Question

Find the change in the internal energy of the system in each of situation in Column I.
$\begin{array}{cc}\text{Column I}& \text{Column II}\\ \text{i. A system absorbs}500\text{cal of heat and}& a.-5000J\\ \text{at the same time does}400J\text{of work}& \\ \text{ii. A system absorbs}300\text{cal and at the}& b.1692J\\ \text{same time}420J\text{of work is done on it}& \\ \text{iii.

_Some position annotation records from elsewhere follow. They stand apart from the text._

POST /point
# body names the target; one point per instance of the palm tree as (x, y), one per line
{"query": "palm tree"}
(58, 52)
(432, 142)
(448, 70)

Twelve hundred calories heat is removed}& c.1680J\\ \text{from a gas held at constant volume}& \end{array}$

• A. i-b, ii-c, iii-a
• B. i-c, ii-b, iii-a
• C. i-b, ii-a, iii-a
• D. i-b, ii-a, iii-c

Answer 1

The correct option is A i-b, ii-c, iii-a

$i\to b.;ii\to c.;iii\to a.$
$i.dQ=dU+dw$
Here
$dQ=+\frac{500\times 4184}{1000}J=2092J$
$dW=+400J$. Since the work is done by the system,
$dU=dQ-dW=2092-400=1692J$
$ii.\Delta U=\Delta Q-\Delta W=\left(300\right)\left(4.184\right)-(-420)=1680J$ (approx).
$iii.\Delta U=(\Delta Q-\Delta W)=(-1200)\left(4.184\right)-0=-5000J$
(Note that $\Delta Q$ is positive when heat is added to the system and $\Delta W$ is positive when the system does the work)

Why this question? Caution: Conversion of calories to joules and vice versa is important and should be remembered.